Saturday, August 16, 2008

On a Roll


So far, today has been delicious. I got my kayak out for the first time in almost a year. I injured a shoulder in February, and it has continued to be painful ever since. Despite that, I hauled my boat on and off the van and into the water with minimal help, and felt fine paddling. It was perfect paddling conditions in the bay...warm and smooth and still. I put in at Marine Park and paddled south past herons and eagles and the occasional school of fish to Teddy Bear Cove. I was hoping to see a hooded nudibranch in the eelgrass. I'm sure they were there, but I didn't see any. I love being on the water. It is such a strange thing to ride on the sloping shoulders of a heaving, teeming, thoroughly inhuman world. Sometimes the surface deflects my curious gaze like a mirror, then a swell rises in front of me and as it slopes upward I can see right through, as if there were no barrier at all. It is hypnotic and rhythmic and seductive. I'm scared to death of it sometimes. An acquaintance died in that water this year, on a sunny day, paddling with a friend.

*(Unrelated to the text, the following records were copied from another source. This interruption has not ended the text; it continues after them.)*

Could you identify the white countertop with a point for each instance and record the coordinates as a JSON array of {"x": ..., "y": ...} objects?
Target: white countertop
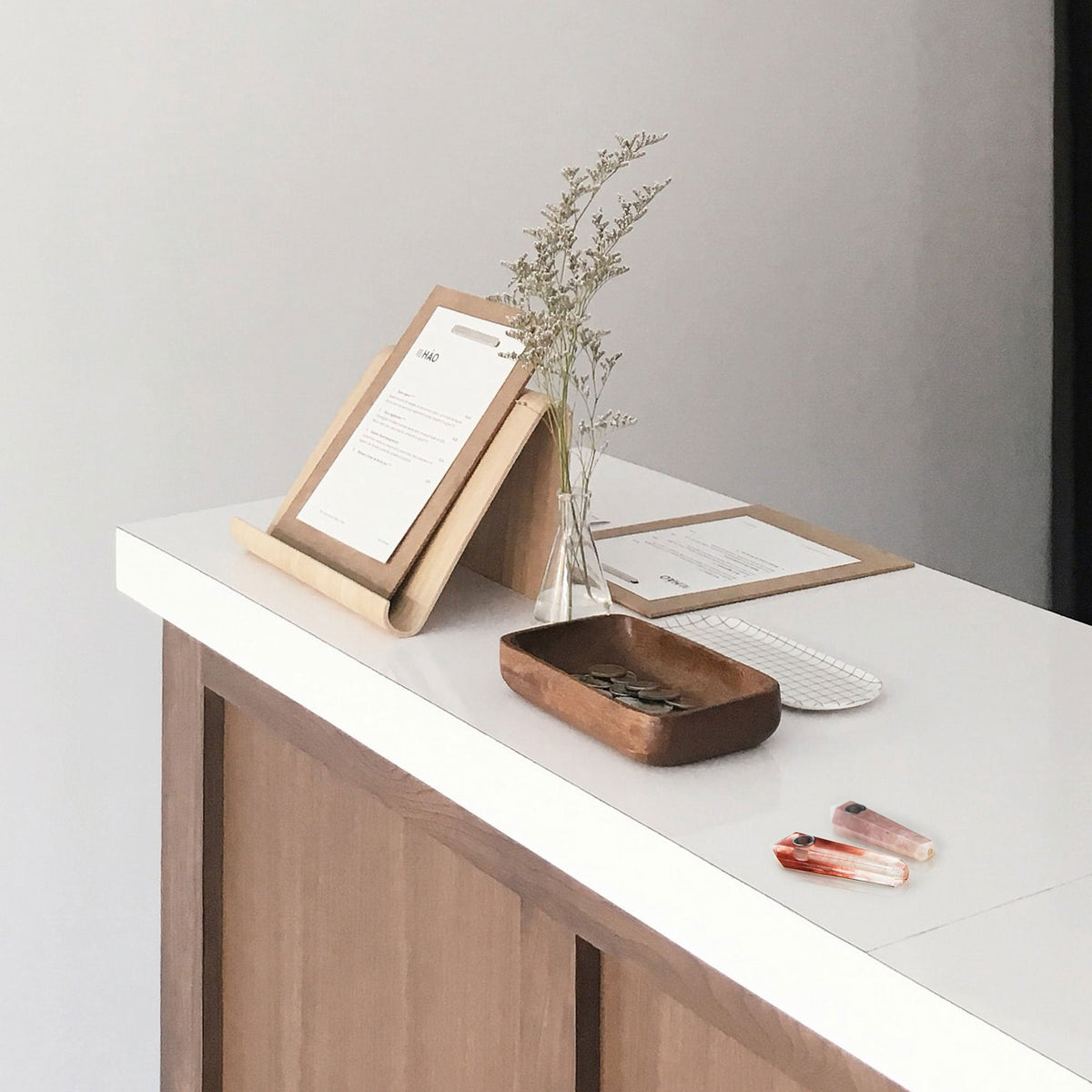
[{"x": 975, "y": 976}]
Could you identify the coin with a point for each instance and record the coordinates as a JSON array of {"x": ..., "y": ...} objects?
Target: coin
[{"x": 607, "y": 671}]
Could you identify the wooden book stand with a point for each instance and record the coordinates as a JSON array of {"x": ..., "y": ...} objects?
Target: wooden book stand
[{"x": 501, "y": 523}]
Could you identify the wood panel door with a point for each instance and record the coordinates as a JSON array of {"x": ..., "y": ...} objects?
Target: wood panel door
[
  {"x": 653, "y": 1043},
  {"x": 359, "y": 954}
]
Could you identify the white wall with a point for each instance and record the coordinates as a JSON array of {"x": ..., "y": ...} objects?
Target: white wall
[{"x": 212, "y": 214}]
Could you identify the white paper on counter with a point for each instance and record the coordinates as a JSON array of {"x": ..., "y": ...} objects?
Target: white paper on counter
[
  {"x": 703, "y": 557},
  {"x": 398, "y": 456}
]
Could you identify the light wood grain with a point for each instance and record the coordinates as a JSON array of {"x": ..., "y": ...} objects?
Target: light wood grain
[
  {"x": 513, "y": 540},
  {"x": 651, "y": 1043},
  {"x": 385, "y": 577},
  {"x": 359, "y": 953},
  {"x": 787, "y": 1046},
  {"x": 192, "y": 747},
  {"x": 407, "y": 611}
]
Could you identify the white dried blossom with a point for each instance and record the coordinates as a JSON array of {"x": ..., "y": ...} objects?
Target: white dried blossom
[{"x": 551, "y": 289}]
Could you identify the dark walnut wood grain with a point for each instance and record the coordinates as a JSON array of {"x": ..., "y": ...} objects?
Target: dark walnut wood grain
[{"x": 735, "y": 705}]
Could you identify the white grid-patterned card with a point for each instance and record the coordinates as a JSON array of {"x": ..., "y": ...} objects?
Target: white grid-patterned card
[{"x": 808, "y": 680}]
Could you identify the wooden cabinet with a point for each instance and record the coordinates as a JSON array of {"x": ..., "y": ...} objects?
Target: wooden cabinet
[{"x": 332, "y": 924}]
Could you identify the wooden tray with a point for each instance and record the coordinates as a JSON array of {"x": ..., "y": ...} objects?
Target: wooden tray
[{"x": 735, "y": 705}]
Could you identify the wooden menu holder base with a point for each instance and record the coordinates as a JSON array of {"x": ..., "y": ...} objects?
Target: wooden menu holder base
[{"x": 501, "y": 525}]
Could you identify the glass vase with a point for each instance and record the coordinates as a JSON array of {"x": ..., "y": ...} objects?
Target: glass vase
[{"x": 573, "y": 585}]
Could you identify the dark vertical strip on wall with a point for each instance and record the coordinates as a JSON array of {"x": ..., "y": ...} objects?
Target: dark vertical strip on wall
[{"x": 1071, "y": 561}]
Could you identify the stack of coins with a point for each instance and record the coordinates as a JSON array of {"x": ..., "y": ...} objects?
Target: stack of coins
[{"x": 626, "y": 687}]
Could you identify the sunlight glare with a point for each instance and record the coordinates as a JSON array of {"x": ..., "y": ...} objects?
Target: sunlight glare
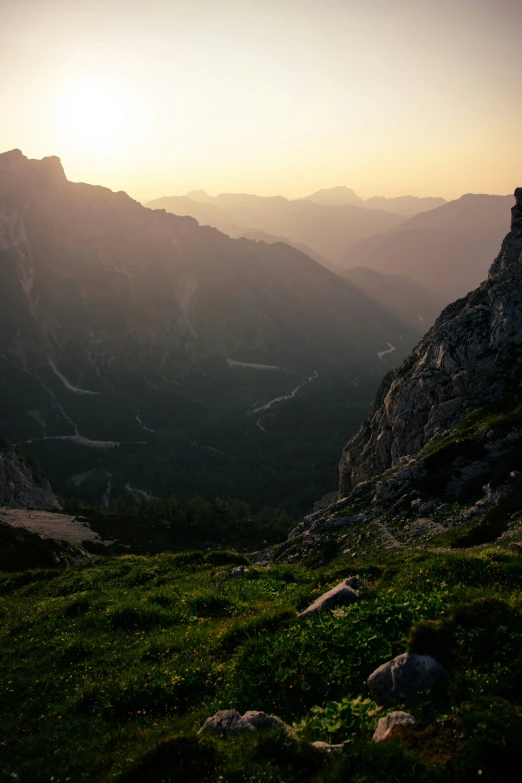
[{"x": 96, "y": 118}]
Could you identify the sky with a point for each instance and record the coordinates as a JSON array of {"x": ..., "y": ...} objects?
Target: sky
[{"x": 159, "y": 97}]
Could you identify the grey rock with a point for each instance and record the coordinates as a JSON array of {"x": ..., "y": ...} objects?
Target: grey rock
[
  {"x": 227, "y": 723},
  {"x": 389, "y": 723},
  {"x": 326, "y": 746},
  {"x": 404, "y": 676},
  {"x": 341, "y": 595},
  {"x": 21, "y": 486},
  {"x": 467, "y": 359}
]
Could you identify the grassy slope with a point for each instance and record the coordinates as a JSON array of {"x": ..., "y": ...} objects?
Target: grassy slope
[{"x": 110, "y": 667}]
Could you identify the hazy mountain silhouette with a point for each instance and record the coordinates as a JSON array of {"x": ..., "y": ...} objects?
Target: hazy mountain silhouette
[
  {"x": 327, "y": 229},
  {"x": 448, "y": 249},
  {"x": 400, "y": 205},
  {"x": 141, "y": 352},
  {"x": 413, "y": 303}
]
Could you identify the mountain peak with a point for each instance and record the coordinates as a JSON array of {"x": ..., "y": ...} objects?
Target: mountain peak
[
  {"x": 50, "y": 168},
  {"x": 198, "y": 195},
  {"x": 13, "y": 160}
]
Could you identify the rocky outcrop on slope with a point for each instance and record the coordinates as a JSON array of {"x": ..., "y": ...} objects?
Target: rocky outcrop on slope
[
  {"x": 440, "y": 453},
  {"x": 470, "y": 358},
  {"x": 21, "y": 484}
]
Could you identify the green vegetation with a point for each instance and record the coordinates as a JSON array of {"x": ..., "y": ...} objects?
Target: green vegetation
[
  {"x": 110, "y": 667},
  {"x": 179, "y": 522},
  {"x": 20, "y": 549}
]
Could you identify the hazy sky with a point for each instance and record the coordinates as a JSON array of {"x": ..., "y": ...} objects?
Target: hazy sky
[{"x": 157, "y": 97}]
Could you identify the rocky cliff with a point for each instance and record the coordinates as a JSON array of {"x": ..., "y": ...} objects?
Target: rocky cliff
[
  {"x": 440, "y": 453},
  {"x": 21, "y": 484},
  {"x": 143, "y": 353},
  {"x": 470, "y": 358}
]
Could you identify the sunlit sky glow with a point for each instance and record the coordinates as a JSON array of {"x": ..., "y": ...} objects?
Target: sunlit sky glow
[{"x": 158, "y": 97}]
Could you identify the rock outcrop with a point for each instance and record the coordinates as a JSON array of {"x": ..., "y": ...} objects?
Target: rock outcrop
[
  {"x": 404, "y": 676},
  {"x": 228, "y": 723},
  {"x": 387, "y": 725},
  {"x": 21, "y": 484},
  {"x": 470, "y": 358},
  {"x": 442, "y": 445}
]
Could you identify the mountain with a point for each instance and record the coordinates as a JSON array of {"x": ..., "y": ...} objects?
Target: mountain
[
  {"x": 470, "y": 359},
  {"x": 439, "y": 455},
  {"x": 22, "y": 483},
  {"x": 328, "y": 230},
  {"x": 447, "y": 249},
  {"x": 262, "y": 236},
  {"x": 142, "y": 354},
  {"x": 399, "y": 205},
  {"x": 339, "y": 196},
  {"x": 414, "y": 304}
]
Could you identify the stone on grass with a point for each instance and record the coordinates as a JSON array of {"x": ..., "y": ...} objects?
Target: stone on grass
[
  {"x": 320, "y": 745},
  {"x": 404, "y": 676},
  {"x": 387, "y": 725},
  {"x": 341, "y": 595},
  {"x": 227, "y": 723}
]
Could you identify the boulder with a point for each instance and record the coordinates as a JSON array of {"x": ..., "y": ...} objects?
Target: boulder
[
  {"x": 341, "y": 595},
  {"x": 404, "y": 676},
  {"x": 320, "y": 745},
  {"x": 226, "y": 723},
  {"x": 389, "y": 723}
]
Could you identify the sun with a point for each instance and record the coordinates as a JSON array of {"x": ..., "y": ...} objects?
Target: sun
[{"x": 96, "y": 117}]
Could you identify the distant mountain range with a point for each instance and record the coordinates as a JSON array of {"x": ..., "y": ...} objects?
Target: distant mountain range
[
  {"x": 141, "y": 353},
  {"x": 414, "y": 304},
  {"x": 448, "y": 249},
  {"x": 328, "y": 230},
  {"x": 399, "y": 205}
]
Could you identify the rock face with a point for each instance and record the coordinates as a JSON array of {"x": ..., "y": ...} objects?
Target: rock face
[
  {"x": 341, "y": 595},
  {"x": 470, "y": 358},
  {"x": 227, "y": 723},
  {"x": 21, "y": 486},
  {"x": 390, "y": 722},
  {"x": 404, "y": 676}
]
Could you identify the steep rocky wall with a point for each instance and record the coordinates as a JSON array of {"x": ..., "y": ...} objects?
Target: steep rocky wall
[
  {"x": 470, "y": 358},
  {"x": 19, "y": 486}
]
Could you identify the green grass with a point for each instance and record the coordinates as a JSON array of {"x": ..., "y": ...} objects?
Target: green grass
[{"x": 110, "y": 667}]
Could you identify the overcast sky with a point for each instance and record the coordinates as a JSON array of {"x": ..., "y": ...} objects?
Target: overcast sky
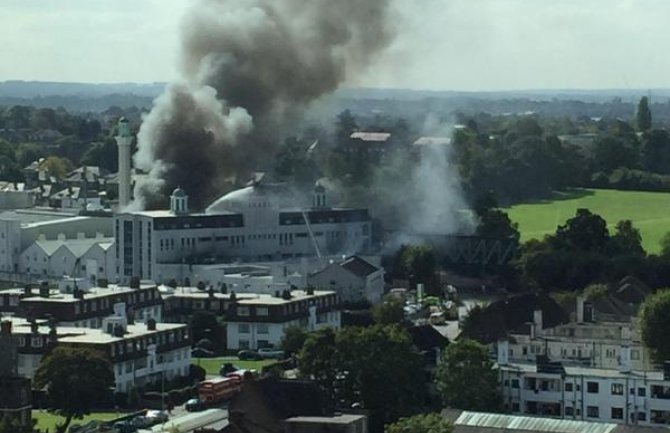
[{"x": 441, "y": 44}]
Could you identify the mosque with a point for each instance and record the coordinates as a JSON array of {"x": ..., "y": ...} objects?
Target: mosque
[{"x": 251, "y": 224}]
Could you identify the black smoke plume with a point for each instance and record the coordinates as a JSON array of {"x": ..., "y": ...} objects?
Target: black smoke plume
[{"x": 249, "y": 69}]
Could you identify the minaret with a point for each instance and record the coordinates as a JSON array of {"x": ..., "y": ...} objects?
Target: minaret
[{"x": 123, "y": 141}]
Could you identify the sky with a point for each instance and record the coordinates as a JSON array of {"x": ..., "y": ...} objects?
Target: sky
[{"x": 470, "y": 45}]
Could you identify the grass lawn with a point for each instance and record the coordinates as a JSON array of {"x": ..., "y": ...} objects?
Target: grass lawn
[
  {"x": 212, "y": 365},
  {"x": 47, "y": 420},
  {"x": 649, "y": 211}
]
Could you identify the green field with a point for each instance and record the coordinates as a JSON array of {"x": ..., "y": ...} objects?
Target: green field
[
  {"x": 649, "y": 211},
  {"x": 46, "y": 420},
  {"x": 212, "y": 365}
]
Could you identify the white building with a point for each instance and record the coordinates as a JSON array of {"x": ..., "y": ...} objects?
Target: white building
[
  {"x": 253, "y": 323},
  {"x": 139, "y": 353},
  {"x": 20, "y": 230},
  {"x": 622, "y": 395},
  {"x": 353, "y": 279},
  {"x": 251, "y": 224}
]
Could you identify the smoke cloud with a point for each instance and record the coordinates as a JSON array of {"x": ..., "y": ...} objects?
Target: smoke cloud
[{"x": 249, "y": 69}]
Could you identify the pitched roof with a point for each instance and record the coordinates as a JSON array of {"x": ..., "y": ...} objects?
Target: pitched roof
[
  {"x": 425, "y": 337},
  {"x": 475, "y": 422},
  {"x": 358, "y": 266},
  {"x": 501, "y": 317}
]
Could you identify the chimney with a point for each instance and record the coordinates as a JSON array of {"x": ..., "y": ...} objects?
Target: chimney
[
  {"x": 34, "y": 327},
  {"x": 625, "y": 360},
  {"x": 537, "y": 322},
  {"x": 44, "y": 289},
  {"x": 6, "y": 328},
  {"x": 666, "y": 370},
  {"x": 503, "y": 352},
  {"x": 580, "y": 309}
]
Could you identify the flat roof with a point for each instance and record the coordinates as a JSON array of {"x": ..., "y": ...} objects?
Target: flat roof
[
  {"x": 296, "y": 295},
  {"x": 609, "y": 373},
  {"x": 92, "y": 293},
  {"x": 345, "y": 418},
  {"x": 99, "y": 336}
]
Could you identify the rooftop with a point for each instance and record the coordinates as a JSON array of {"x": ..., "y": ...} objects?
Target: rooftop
[
  {"x": 95, "y": 292},
  {"x": 432, "y": 141},
  {"x": 99, "y": 336},
  {"x": 336, "y": 419},
  {"x": 371, "y": 136},
  {"x": 570, "y": 370},
  {"x": 512, "y": 423},
  {"x": 296, "y": 295}
]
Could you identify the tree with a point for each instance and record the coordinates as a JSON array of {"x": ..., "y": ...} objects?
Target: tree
[
  {"x": 586, "y": 231},
  {"x": 377, "y": 367},
  {"x": 643, "y": 115},
  {"x": 495, "y": 223},
  {"x": 76, "y": 381},
  {"x": 293, "y": 340},
  {"x": 655, "y": 324},
  {"x": 418, "y": 262},
  {"x": 466, "y": 378},
  {"x": 627, "y": 239},
  {"x": 665, "y": 246},
  {"x": 389, "y": 312},
  {"x": 56, "y": 166},
  {"x": 424, "y": 423}
]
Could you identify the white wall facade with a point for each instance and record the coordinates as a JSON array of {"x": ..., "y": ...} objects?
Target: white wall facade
[
  {"x": 588, "y": 394},
  {"x": 255, "y": 335}
]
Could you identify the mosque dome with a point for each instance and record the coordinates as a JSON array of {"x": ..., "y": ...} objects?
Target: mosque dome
[{"x": 178, "y": 192}]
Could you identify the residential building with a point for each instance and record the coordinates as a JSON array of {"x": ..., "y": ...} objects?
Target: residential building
[
  {"x": 87, "y": 307},
  {"x": 353, "y": 279},
  {"x": 15, "y": 391},
  {"x": 621, "y": 395},
  {"x": 140, "y": 352},
  {"x": 486, "y": 422},
  {"x": 251, "y": 224},
  {"x": 257, "y": 322}
]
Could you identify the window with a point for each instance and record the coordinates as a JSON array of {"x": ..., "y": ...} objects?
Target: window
[
  {"x": 592, "y": 387},
  {"x": 36, "y": 342}
]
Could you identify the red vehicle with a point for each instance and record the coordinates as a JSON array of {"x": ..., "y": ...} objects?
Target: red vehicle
[{"x": 216, "y": 390}]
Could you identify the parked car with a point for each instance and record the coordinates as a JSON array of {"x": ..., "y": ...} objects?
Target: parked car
[
  {"x": 248, "y": 355},
  {"x": 125, "y": 427},
  {"x": 226, "y": 368},
  {"x": 270, "y": 353},
  {"x": 194, "y": 405},
  {"x": 200, "y": 352}
]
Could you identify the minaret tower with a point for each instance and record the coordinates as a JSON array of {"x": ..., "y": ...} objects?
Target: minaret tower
[{"x": 123, "y": 141}]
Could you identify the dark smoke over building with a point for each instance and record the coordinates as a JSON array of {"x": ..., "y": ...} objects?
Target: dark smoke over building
[{"x": 249, "y": 68}]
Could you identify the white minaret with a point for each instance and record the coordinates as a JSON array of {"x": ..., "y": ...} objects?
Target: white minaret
[{"x": 123, "y": 141}]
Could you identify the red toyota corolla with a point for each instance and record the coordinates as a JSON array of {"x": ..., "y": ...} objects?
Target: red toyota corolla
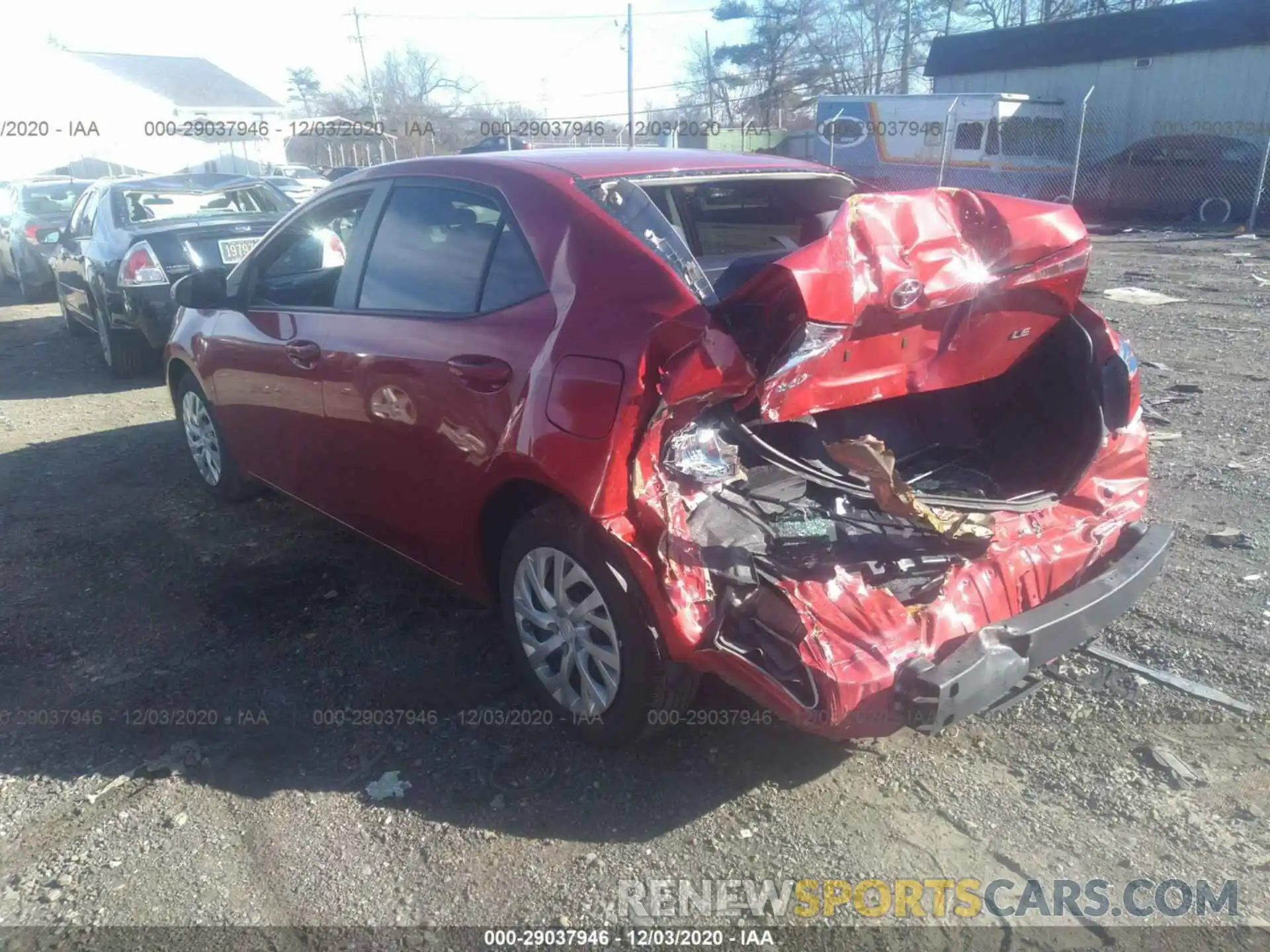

Now I am alone, a very rare treat. My husband and kids are all at the theater. I could listen to loud music and dance...I could veg in front of something really worthless on the tube (I never do that, but I miss it occasionally)...I could bake something celebratory for my two little actors who are performing at said theater...I could sleep...I could draw or paint.... Whatever I'm going to do, I'm not telling you!